Ego-R1: Chain-of-Tool-Thought for Ultra-Long Egocentric Video Reasoning

June 26, 2025 · View on GitHub

Shulin Tian^*1,2, Ruiqi Wang^*1,3, Hongming Guo⁴, Penghao Wu¹, Yuhao Dong¹, Xiuying Wang¹, Jingkang Yang¹, Hao Zhang³, Hongyuan Zhu², Ziwei Liu¹
¹S-Lab, Nanyang Technological University ²A*STAR, Singapore ³Simon Fraser University ⁴Shanghai AI Lab

Ego-R1 is a comprehensive research framework that combines reinforcement learning-based tool-use reasoning with egocentric video analysis capabilities.

🔍 Project Overview

This repository provides:

Chain-of-Tool-Thought Generation (cott_gen): Multi-modal AI agents for analyzing egocentric video data with tool-calling capabilities (RAG, Video-LLM, VLM)
Ego-R1-Agent: Reinforcement learning framework for training multiturn tool-use interleaved LLMs
Ego-R1 Dataset: 25K Chain-of-Tool-Thought examples and 4.4K QA pairs

🌟 Key Features

Multi-modal Tool-Augmented Reasoning: Combines RAG search, Video-LLM, and Vision-Language Models for long video understanding.

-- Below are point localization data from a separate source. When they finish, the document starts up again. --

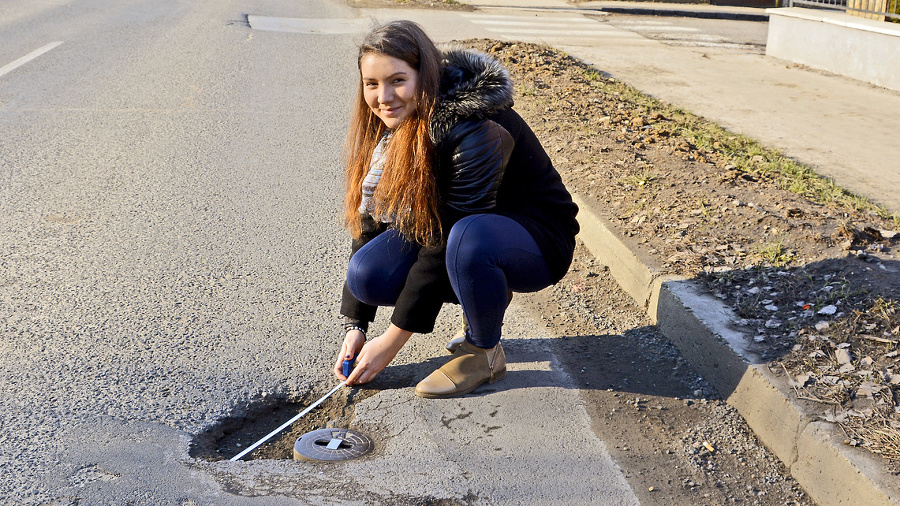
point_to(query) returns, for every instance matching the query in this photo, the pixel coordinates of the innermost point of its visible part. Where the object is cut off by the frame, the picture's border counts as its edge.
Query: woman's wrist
(351, 328)
(351, 324)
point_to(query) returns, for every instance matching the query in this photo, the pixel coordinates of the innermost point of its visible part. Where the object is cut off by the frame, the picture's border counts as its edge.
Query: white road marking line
(564, 33)
(27, 58)
(662, 28)
(311, 26)
(520, 18)
(529, 23)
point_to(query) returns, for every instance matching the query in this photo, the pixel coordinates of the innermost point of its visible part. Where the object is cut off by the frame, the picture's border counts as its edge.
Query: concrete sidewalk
(843, 129)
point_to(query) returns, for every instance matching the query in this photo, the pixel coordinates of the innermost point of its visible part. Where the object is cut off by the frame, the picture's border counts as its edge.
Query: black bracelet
(348, 328)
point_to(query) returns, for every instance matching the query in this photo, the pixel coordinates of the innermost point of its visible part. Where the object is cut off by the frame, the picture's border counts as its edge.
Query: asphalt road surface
(172, 255)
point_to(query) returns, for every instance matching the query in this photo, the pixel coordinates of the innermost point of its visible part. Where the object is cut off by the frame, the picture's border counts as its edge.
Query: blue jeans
(487, 255)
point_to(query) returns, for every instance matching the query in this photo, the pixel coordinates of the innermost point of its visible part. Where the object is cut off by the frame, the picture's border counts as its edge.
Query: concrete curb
(702, 329)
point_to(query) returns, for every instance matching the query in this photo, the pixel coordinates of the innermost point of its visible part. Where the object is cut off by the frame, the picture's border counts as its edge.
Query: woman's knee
(471, 241)
(362, 280)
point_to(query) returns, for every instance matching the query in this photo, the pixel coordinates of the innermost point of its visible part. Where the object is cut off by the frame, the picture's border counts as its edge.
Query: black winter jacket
(489, 161)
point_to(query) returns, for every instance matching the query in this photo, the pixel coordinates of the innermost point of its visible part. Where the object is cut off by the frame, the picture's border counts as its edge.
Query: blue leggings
(487, 256)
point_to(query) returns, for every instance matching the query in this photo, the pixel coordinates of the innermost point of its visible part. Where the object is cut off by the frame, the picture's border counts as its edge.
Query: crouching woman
(450, 198)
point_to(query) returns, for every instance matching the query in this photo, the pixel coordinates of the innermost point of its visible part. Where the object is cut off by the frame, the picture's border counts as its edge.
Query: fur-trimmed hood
(473, 86)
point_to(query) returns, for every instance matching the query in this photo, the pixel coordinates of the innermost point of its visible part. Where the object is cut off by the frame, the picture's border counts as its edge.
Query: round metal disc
(331, 444)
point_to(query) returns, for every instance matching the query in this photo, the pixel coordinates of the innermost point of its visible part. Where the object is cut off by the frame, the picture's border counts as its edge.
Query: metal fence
(872, 9)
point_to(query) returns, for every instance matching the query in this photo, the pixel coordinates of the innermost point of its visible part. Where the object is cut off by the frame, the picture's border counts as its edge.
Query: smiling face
(389, 87)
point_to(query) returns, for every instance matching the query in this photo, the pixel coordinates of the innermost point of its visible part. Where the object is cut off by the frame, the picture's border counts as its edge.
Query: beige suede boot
(468, 368)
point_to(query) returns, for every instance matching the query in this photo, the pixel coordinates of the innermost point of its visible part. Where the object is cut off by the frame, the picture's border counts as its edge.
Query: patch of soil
(784, 262)
(676, 441)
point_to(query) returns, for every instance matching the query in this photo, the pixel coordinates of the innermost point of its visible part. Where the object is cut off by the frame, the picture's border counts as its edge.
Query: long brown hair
(407, 190)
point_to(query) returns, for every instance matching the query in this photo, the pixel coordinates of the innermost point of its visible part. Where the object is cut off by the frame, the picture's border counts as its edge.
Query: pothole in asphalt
(232, 435)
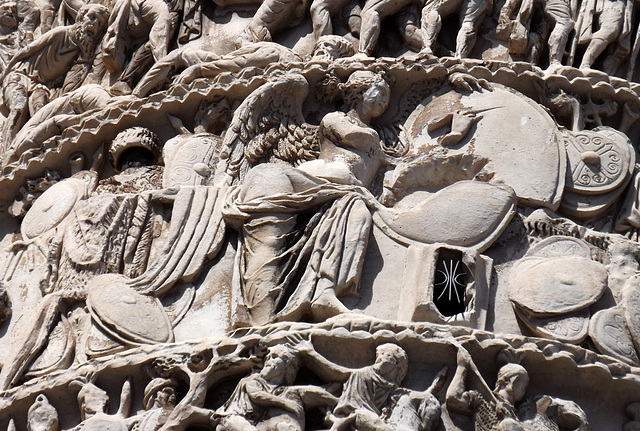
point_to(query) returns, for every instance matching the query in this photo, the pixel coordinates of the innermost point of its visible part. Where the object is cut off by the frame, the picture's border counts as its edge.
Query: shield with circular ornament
(599, 161)
(600, 164)
(53, 206)
(125, 313)
(515, 136)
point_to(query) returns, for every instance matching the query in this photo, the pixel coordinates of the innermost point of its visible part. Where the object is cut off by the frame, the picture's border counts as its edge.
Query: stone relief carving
(293, 215)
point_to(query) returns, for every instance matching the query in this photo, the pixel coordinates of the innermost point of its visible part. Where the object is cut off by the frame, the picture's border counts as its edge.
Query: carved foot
(327, 305)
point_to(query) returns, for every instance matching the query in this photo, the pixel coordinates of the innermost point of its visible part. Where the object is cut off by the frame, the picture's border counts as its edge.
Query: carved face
(512, 382)
(166, 397)
(8, 15)
(518, 386)
(375, 99)
(93, 20)
(274, 367)
(391, 362)
(94, 400)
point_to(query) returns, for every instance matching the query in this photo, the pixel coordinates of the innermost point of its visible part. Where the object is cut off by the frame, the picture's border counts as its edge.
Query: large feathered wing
(269, 127)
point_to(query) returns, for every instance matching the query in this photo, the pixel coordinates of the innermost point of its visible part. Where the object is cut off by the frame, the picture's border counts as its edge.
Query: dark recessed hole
(450, 283)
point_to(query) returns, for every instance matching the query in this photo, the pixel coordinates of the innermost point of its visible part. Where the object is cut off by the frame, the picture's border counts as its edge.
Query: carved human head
(92, 400)
(330, 47)
(367, 92)
(512, 382)
(392, 362)
(42, 416)
(90, 21)
(9, 15)
(134, 147)
(281, 365)
(93, 18)
(160, 392)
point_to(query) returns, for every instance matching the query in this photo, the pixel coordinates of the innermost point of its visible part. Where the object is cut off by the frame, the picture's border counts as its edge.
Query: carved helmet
(134, 147)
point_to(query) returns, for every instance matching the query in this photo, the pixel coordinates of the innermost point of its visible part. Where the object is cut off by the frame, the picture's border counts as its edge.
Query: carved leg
(157, 14)
(369, 30)
(431, 25)
(558, 41)
(16, 99)
(610, 25)
(321, 16)
(470, 18)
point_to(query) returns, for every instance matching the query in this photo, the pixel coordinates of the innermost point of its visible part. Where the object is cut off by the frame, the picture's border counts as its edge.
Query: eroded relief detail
(327, 215)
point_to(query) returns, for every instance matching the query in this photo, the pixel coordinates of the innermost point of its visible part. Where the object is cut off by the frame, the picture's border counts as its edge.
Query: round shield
(126, 313)
(599, 160)
(52, 207)
(609, 333)
(548, 287)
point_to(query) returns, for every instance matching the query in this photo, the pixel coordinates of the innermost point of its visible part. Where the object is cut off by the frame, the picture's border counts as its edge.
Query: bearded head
(90, 22)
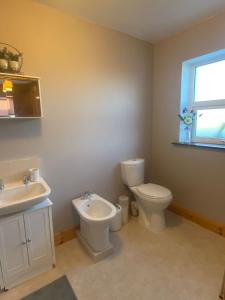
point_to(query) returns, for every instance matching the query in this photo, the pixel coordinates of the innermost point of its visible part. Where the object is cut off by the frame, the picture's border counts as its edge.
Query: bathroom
(111, 94)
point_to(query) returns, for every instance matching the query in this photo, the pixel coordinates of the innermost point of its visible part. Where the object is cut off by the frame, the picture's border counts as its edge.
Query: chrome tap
(2, 185)
(26, 179)
(86, 196)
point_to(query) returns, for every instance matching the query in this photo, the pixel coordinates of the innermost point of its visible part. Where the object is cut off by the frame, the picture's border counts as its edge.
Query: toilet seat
(154, 192)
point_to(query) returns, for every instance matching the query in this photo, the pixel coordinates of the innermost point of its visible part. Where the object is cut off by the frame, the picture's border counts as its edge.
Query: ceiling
(150, 20)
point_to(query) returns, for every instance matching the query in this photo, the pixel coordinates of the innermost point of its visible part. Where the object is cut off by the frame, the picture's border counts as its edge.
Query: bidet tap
(2, 185)
(86, 196)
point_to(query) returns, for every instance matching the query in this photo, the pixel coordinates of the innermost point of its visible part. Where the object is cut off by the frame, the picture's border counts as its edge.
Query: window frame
(188, 94)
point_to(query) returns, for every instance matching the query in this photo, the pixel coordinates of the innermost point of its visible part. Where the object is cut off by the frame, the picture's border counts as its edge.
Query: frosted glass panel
(211, 123)
(210, 82)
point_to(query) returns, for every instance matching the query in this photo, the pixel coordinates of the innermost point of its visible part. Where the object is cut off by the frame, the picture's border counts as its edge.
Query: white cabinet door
(38, 237)
(13, 248)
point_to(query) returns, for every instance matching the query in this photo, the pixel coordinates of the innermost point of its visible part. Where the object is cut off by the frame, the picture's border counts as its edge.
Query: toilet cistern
(152, 199)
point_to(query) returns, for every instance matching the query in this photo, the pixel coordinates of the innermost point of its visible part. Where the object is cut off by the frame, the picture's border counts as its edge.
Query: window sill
(201, 145)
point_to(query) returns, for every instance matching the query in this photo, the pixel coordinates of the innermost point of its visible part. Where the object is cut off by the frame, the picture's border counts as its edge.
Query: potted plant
(3, 59)
(187, 118)
(14, 61)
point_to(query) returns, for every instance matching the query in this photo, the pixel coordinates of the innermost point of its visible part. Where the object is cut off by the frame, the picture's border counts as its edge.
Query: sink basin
(17, 197)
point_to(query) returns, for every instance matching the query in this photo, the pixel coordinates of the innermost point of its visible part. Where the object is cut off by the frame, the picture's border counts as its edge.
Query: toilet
(152, 199)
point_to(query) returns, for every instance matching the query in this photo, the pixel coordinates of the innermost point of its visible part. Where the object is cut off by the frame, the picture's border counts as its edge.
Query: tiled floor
(185, 262)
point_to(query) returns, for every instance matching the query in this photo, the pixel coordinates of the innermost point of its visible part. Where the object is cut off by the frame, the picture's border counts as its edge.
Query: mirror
(19, 96)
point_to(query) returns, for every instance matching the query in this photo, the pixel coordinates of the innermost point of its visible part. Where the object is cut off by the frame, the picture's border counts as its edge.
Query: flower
(188, 117)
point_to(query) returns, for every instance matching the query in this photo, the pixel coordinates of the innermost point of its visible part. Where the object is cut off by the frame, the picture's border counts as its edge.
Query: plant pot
(188, 135)
(14, 65)
(3, 64)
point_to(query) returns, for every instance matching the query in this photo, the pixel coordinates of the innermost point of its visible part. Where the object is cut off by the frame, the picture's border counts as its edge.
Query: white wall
(96, 90)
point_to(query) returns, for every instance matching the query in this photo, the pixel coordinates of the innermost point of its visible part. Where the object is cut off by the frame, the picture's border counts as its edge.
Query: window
(203, 91)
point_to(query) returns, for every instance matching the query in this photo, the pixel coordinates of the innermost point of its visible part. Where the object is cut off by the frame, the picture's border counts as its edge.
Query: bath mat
(59, 289)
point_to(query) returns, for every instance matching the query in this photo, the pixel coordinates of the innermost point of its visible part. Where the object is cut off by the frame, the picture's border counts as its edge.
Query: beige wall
(96, 90)
(196, 176)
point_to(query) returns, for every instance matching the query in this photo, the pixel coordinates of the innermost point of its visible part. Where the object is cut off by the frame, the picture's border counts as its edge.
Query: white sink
(18, 196)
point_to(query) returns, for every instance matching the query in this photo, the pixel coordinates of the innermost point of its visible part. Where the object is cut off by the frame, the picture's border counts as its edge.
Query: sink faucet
(26, 179)
(2, 185)
(86, 196)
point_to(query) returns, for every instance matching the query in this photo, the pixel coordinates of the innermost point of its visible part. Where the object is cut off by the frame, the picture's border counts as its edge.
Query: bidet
(95, 216)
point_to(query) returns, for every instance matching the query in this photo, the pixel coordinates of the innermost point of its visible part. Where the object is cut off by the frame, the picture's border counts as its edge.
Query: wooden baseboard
(65, 235)
(196, 218)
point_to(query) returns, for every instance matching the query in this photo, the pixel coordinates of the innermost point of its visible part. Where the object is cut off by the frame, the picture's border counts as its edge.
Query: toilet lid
(154, 190)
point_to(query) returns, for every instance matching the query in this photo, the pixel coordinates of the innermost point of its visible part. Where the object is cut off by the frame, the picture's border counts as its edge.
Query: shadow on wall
(16, 129)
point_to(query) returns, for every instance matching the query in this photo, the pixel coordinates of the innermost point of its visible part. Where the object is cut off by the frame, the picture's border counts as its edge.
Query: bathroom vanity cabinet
(26, 244)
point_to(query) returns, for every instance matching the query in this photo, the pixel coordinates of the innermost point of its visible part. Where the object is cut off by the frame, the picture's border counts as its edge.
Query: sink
(18, 196)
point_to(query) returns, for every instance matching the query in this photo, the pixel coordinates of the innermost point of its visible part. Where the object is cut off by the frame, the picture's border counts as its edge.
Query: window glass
(210, 82)
(210, 123)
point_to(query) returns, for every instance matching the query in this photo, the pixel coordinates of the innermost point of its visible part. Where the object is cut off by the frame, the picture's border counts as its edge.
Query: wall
(96, 92)
(195, 176)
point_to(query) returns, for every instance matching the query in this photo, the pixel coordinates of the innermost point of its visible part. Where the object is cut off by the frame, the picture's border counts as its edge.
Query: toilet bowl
(152, 199)
(95, 214)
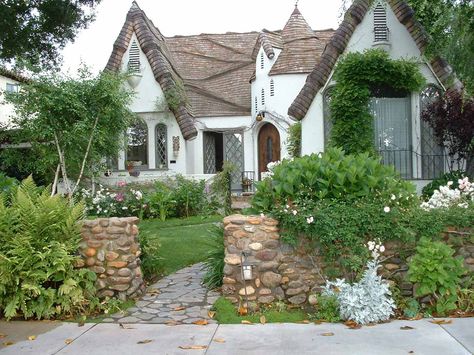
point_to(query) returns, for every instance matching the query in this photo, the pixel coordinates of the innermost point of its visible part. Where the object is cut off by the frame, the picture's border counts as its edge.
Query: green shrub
(331, 175)
(453, 176)
(437, 274)
(214, 263)
(327, 308)
(39, 236)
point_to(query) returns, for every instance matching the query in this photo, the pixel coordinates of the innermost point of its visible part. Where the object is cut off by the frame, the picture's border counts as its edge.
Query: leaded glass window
(327, 116)
(137, 149)
(161, 146)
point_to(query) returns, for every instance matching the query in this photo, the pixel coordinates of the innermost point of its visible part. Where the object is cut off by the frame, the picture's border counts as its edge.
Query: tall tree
(34, 32)
(78, 121)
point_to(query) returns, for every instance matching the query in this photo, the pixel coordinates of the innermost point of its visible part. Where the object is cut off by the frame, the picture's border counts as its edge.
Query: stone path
(179, 298)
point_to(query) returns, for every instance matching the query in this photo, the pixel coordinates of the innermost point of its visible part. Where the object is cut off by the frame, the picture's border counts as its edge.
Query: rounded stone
(256, 246)
(270, 279)
(249, 290)
(266, 255)
(124, 272)
(313, 300)
(232, 259)
(111, 255)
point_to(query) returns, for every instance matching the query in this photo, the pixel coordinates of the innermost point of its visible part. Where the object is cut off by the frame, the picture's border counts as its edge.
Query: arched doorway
(268, 147)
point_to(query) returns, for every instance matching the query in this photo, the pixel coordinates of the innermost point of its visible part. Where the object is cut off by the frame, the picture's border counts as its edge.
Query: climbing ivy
(358, 77)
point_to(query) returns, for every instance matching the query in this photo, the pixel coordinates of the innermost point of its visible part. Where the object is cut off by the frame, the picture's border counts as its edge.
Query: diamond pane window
(161, 146)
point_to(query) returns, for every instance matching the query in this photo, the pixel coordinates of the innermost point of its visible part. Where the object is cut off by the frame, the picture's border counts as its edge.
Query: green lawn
(183, 241)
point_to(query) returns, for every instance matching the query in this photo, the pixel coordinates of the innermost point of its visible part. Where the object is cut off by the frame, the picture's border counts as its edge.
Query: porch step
(240, 202)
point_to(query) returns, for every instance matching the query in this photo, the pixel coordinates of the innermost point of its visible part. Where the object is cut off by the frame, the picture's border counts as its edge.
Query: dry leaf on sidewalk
(441, 321)
(330, 334)
(193, 347)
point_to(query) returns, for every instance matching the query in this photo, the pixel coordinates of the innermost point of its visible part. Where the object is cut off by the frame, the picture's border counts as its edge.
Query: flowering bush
(366, 301)
(446, 196)
(122, 202)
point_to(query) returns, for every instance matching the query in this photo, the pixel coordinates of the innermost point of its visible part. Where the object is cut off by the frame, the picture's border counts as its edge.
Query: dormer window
(134, 58)
(380, 23)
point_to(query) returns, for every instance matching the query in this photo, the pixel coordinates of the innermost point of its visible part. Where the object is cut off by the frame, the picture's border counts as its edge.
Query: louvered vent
(134, 58)
(380, 24)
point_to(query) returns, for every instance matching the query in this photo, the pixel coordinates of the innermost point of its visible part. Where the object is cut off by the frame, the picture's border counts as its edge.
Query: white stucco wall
(401, 45)
(149, 103)
(6, 110)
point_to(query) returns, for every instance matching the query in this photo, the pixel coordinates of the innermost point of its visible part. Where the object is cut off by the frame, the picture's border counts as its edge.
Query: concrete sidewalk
(68, 338)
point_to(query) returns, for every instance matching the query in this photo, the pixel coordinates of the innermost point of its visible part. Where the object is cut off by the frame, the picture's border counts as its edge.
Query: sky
(93, 45)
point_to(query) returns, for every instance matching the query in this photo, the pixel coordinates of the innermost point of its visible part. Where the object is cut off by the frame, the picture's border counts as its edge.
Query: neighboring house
(233, 96)
(9, 82)
(401, 137)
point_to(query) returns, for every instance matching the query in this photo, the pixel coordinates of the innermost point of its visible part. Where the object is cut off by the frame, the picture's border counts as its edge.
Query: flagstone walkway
(179, 298)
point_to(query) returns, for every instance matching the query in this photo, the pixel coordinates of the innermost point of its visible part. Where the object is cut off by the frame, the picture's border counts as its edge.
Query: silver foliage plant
(366, 301)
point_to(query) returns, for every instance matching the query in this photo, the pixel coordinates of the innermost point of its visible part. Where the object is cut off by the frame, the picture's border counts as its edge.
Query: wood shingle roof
(354, 15)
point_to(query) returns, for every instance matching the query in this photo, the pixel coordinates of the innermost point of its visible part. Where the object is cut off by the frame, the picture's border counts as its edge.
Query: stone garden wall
(110, 248)
(282, 272)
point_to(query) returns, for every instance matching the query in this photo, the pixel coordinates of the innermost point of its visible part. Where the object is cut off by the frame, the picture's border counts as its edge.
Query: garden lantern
(247, 267)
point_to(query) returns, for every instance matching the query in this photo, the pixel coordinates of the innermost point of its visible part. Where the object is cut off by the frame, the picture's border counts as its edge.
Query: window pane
(161, 147)
(137, 152)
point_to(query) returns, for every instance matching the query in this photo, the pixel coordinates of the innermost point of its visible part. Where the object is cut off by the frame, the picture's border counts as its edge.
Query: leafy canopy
(78, 121)
(35, 31)
(358, 77)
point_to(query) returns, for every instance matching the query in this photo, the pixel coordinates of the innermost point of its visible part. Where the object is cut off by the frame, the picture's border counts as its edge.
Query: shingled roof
(354, 15)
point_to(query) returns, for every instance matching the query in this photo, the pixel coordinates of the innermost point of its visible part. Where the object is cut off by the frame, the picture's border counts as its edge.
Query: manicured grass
(226, 313)
(182, 242)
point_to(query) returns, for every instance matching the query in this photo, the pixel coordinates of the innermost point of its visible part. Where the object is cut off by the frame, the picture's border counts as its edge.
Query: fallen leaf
(193, 347)
(330, 334)
(352, 325)
(243, 311)
(441, 321)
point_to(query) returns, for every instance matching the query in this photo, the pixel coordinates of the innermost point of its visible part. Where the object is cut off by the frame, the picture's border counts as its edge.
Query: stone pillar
(110, 248)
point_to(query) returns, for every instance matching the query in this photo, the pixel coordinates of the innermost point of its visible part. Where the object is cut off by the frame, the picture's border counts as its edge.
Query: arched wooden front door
(268, 147)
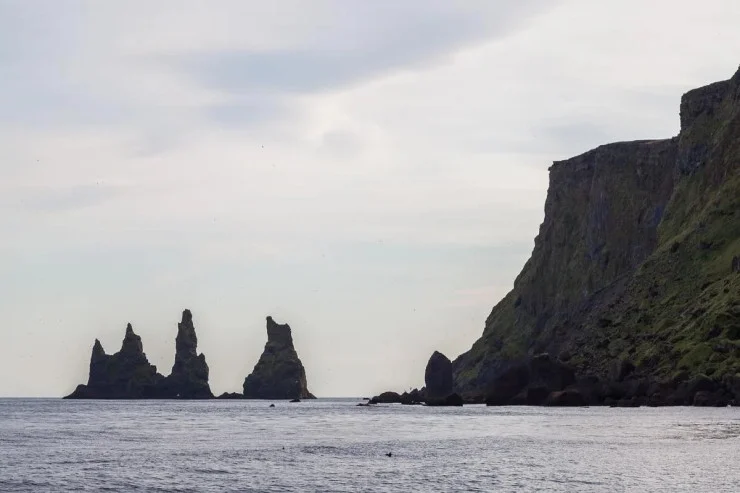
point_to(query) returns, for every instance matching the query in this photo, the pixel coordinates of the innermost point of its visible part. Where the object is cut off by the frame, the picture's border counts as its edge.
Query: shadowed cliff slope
(636, 260)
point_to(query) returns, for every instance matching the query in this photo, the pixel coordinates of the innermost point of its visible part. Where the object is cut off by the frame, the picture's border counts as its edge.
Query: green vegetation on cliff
(636, 259)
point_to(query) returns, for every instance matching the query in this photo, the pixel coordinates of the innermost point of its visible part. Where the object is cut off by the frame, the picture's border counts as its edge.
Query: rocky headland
(279, 373)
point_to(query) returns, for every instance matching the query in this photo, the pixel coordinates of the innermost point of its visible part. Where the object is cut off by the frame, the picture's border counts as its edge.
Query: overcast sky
(372, 173)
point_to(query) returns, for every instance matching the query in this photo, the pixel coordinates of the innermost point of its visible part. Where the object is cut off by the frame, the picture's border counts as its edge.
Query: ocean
(331, 445)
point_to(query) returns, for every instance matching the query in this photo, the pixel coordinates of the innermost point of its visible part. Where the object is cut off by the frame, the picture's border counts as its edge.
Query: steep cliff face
(189, 377)
(633, 261)
(126, 374)
(279, 373)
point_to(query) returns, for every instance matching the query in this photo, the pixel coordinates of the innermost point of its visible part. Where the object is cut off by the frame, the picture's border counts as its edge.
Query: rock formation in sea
(189, 377)
(126, 374)
(632, 289)
(279, 373)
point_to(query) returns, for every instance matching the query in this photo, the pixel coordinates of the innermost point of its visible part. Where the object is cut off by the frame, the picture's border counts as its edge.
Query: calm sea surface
(332, 445)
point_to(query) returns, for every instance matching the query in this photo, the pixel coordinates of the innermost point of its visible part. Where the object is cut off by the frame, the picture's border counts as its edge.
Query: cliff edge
(634, 264)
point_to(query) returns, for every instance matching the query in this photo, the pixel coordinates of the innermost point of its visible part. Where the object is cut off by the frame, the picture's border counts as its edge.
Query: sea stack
(189, 377)
(279, 373)
(438, 380)
(126, 374)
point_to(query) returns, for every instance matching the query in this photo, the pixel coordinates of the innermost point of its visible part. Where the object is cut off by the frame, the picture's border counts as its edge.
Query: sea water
(332, 445)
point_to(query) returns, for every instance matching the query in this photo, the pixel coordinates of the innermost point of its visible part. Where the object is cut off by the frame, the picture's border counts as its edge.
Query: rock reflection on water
(332, 445)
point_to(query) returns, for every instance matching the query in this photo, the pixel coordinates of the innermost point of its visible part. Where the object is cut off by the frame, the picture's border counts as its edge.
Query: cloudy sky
(372, 173)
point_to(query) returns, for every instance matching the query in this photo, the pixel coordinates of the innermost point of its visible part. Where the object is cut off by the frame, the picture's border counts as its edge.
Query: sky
(372, 173)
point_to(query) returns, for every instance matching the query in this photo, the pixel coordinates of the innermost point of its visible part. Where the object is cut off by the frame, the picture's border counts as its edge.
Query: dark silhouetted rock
(414, 397)
(565, 398)
(230, 395)
(438, 376)
(189, 377)
(386, 398)
(530, 382)
(126, 374)
(279, 373)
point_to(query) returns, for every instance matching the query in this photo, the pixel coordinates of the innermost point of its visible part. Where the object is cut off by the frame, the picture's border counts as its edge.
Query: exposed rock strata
(438, 379)
(126, 374)
(279, 373)
(189, 377)
(632, 281)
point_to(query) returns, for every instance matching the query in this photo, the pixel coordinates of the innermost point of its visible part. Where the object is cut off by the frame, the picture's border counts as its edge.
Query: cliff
(633, 265)
(126, 374)
(279, 373)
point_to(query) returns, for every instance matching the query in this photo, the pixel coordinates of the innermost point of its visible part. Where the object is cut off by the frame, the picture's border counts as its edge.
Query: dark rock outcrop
(565, 398)
(230, 396)
(189, 377)
(279, 373)
(126, 374)
(438, 377)
(530, 382)
(414, 397)
(633, 274)
(386, 398)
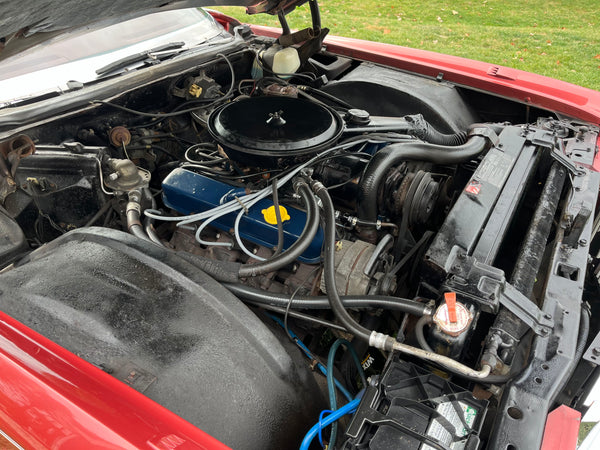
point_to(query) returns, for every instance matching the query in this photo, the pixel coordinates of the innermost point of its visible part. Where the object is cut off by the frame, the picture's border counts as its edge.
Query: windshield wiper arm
(148, 55)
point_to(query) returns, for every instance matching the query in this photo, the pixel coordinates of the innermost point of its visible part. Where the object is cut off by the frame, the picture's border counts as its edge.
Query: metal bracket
(487, 286)
(564, 161)
(540, 322)
(592, 354)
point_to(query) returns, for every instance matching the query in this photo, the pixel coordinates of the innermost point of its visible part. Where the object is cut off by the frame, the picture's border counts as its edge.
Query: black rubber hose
(392, 155)
(430, 134)
(420, 333)
(320, 302)
(584, 331)
(303, 242)
(335, 301)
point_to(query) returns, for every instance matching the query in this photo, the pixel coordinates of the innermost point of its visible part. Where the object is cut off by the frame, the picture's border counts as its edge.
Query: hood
(26, 23)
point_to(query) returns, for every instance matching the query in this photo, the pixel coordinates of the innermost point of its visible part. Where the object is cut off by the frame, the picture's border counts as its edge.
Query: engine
(443, 237)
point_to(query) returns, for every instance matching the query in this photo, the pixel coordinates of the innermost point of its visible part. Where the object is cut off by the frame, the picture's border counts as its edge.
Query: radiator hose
(394, 154)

Agents learn to use multiple tools to decompose and answer complex egocentric video questions
Reinforcement Learning: GRPO training for thinking-reasoning-and-acting interleaved behavior
Comprehensive Dataset: Release the code for CoTT data generation and pre-processed data for both SFT and RL training

📰 News

[2025.6.8] Officially launch the Ego-R1 codebase.

📁 Repository Structure

Ego-R1/
├── cott_gen/                # Chain-of-Tool-Thought generation for egocentric video QA
│   ├── main.py             # Main agent runner with multi-turn reasoning
│   ├── tools.py            # Tool implementations (RAG, Video-LLM, VLM)
│   ├── utils.py            # Utility functions and data processing
│   ├── prompts.py          # System and reasoning prompts
│   ├── postprocess.py      # Data postprocessing and analysis
│   └── environment.yml     # Conda environment for autogen
├── LLaMA-Factory/          # LLM fine-tuning framework (submodule)
├── Ego-R1-Agent/          # RL framework for reasoning + search LLMs
│   ├── train_grpo.sh       # GRPO training script
│   ├── train_ppo.sh        # PPO training script  
│   ├── eval/               # Inference and evaluation scripts
│   └── verl/               # veRL framework components
├── data/                   # Ego-R1 dataset (should be downloaded from HF)
│   ├── Ego-CoTT-25K/      # 25K Chain-of-Tool-Thought for SFT
│   ├── Ego-QA-4.4K/       # 4.4K QA pairs for RL training
│   └── Ego-CoTT-raw/      # Raw data in multiple formats
├── scripts/                # Training and generation scripts
│   ├── train/             # SFT training scripts
│   └── gen/               # Data generation scripts
└── api/                   # API components for RAG and visual tools
    ├── rag/               # RAG-related API components
    └── visual_tools/      # Multi-modal visual tool APIs

🔧 Installation

Download Ego-R1-Data

huggingface-cli download Ego-R1/Ego-R1-Data --local-dir data --repo-type dataset

Environment Setup

0. Toolbox API Environment

i. Set Environment

cd api/rag
pip install -e .

Make sure to install FFmpeg beforehand, as it is required for the visual tools to function properly.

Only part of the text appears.